The skin, hair, and nails of the two sides are compared.

Motor Dysfunction

The presence of dystonia, tremor, and changes in strength can be measured. Objective measurements should be taken (e.g., apposition and opposition pinch strength, grip, and weight bearing on lower extremity).

Psychological Testing

Psychological testing has been used to rule out concomitant mental illness but has not been validated in CRPS.³⁴

Neurophysiologic Testing

The diagnosis of CRPS type 2 requires documentation of a peripheral nerve lesion. CRPS may also develop after central nervous system lesions (brain tumor or brain infarct); therefore, it is important to confirm or to exclude peripheral nerve or central nervous system lesions. Nerve conduction studies may show discrete abnormalities secondary to edema or peripheral vasoconstriction.⁴¹ Distinct abnormalities of more than 20% of normal values should be observed in CRPS type 2. Somatosensory evoked potentials after ulnar/median or tibial nerve stimulation testing can also be abnormal in patients with CRPS type 2, although they are usually normal in patients with CRPS type 1. Overall, these tests can be useful in the diagnosis of CRPS types 1 and 2, confirming peripheral nerve or central nerve system lesions. However, the findings are not specific.
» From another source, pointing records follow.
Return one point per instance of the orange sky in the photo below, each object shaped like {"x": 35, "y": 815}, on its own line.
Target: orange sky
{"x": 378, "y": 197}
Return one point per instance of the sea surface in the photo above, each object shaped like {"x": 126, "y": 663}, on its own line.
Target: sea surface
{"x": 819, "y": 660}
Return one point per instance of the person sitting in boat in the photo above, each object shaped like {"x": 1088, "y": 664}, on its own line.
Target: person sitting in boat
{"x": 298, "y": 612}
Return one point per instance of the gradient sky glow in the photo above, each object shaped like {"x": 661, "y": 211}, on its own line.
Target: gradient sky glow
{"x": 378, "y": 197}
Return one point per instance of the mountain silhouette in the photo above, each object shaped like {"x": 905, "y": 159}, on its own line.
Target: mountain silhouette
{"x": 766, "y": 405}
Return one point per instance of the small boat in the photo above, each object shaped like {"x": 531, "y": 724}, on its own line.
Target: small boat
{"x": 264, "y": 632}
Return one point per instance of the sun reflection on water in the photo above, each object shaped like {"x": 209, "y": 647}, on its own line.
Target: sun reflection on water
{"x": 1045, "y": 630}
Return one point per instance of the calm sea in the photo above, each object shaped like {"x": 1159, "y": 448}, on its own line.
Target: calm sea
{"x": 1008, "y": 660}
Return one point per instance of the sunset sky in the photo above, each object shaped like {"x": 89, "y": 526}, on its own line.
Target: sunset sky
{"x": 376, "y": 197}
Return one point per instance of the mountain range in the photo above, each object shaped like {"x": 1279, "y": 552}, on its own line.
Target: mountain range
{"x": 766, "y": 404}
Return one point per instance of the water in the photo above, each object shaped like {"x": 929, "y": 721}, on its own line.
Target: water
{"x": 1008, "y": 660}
Electromyography recordings are not frequently used in patients with CRPS because they are painful and may exaggerate the pain of CRPS.
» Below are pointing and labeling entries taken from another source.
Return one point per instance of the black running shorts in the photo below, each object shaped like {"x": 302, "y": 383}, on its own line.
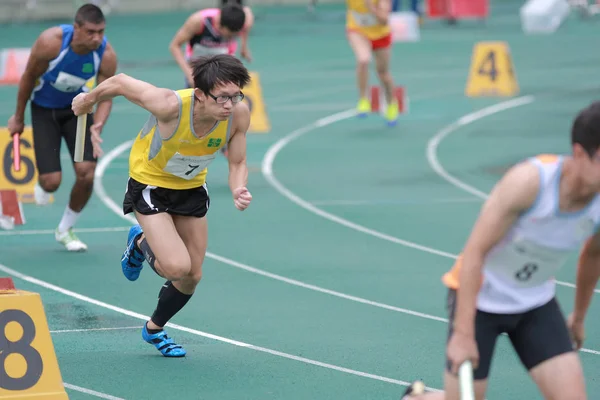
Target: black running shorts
{"x": 49, "y": 126}
{"x": 148, "y": 200}
{"x": 536, "y": 335}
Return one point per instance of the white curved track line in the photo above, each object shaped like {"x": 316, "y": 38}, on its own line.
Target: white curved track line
{"x": 434, "y": 142}
{"x": 110, "y": 203}
{"x": 196, "y": 332}
{"x": 273, "y": 151}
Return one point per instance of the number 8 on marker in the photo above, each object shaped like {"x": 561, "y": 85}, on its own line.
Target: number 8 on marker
{"x": 11, "y": 348}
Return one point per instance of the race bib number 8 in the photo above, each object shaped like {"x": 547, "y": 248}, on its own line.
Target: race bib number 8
{"x": 526, "y": 264}
{"x": 68, "y": 83}
{"x": 188, "y": 167}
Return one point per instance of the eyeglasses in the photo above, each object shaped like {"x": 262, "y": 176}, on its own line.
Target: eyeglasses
{"x": 223, "y": 99}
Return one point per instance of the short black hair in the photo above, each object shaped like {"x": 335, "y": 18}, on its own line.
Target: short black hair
{"x": 586, "y": 128}
{"x": 89, "y": 13}
{"x": 210, "y": 71}
{"x": 233, "y": 17}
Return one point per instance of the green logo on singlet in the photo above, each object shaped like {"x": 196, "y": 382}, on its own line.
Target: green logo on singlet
{"x": 213, "y": 142}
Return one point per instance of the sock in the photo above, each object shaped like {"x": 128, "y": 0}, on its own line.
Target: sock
{"x": 170, "y": 302}
{"x": 68, "y": 220}
{"x": 147, "y": 252}
{"x": 152, "y": 331}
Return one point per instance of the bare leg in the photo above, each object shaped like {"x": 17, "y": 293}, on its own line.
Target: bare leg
{"x": 382, "y": 63}
{"x": 169, "y": 258}
{"x": 362, "y": 51}
{"x": 560, "y": 378}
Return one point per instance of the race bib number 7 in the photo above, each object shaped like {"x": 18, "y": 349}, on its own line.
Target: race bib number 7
{"x": 188, "y": 167}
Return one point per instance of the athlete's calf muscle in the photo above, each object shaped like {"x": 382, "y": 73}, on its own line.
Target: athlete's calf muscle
{"x": 560, "y": 378}
{"x": 172, "y": 258}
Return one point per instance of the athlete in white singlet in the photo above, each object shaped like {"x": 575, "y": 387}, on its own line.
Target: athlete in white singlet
{"x": 541, "y": 212}
{"x": 212, "y": 31}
Inflammatory Parameter Assessment

Neuroinflammatory mediators such as substance P, bradykinin, and calcitonin gene–related peptide are usually increased in patients with CRPS. Other systemic inflammatory markers (e.g., C-reactive protein, erythrocyte sedimentation rate, and leukocyte count) are not elevated.⁴⁷

Three-Phase Bone Scans

Three-phase bone scans have been used for the diagnosis of CRPS during the past 3 decades.^48,49 Accelerated blood flow into the diseased limb, combined with an increased diffuse activity during the blood pool phase and an increased periarticular uptake in the delayed static phase, is considered to be pathognomonic for CRPS (Fig. 85-2). In a meta-analysis of 24 studies analyzing imaging techniques for the diagnosis of CRPS type 1, Cappello et al⁵⁰ supported the use of the triple-phase bone scan to rule out CRPS type 1 owing to its greater sensitivity and higher negative predictive value compared with both MRI and plain film radiography.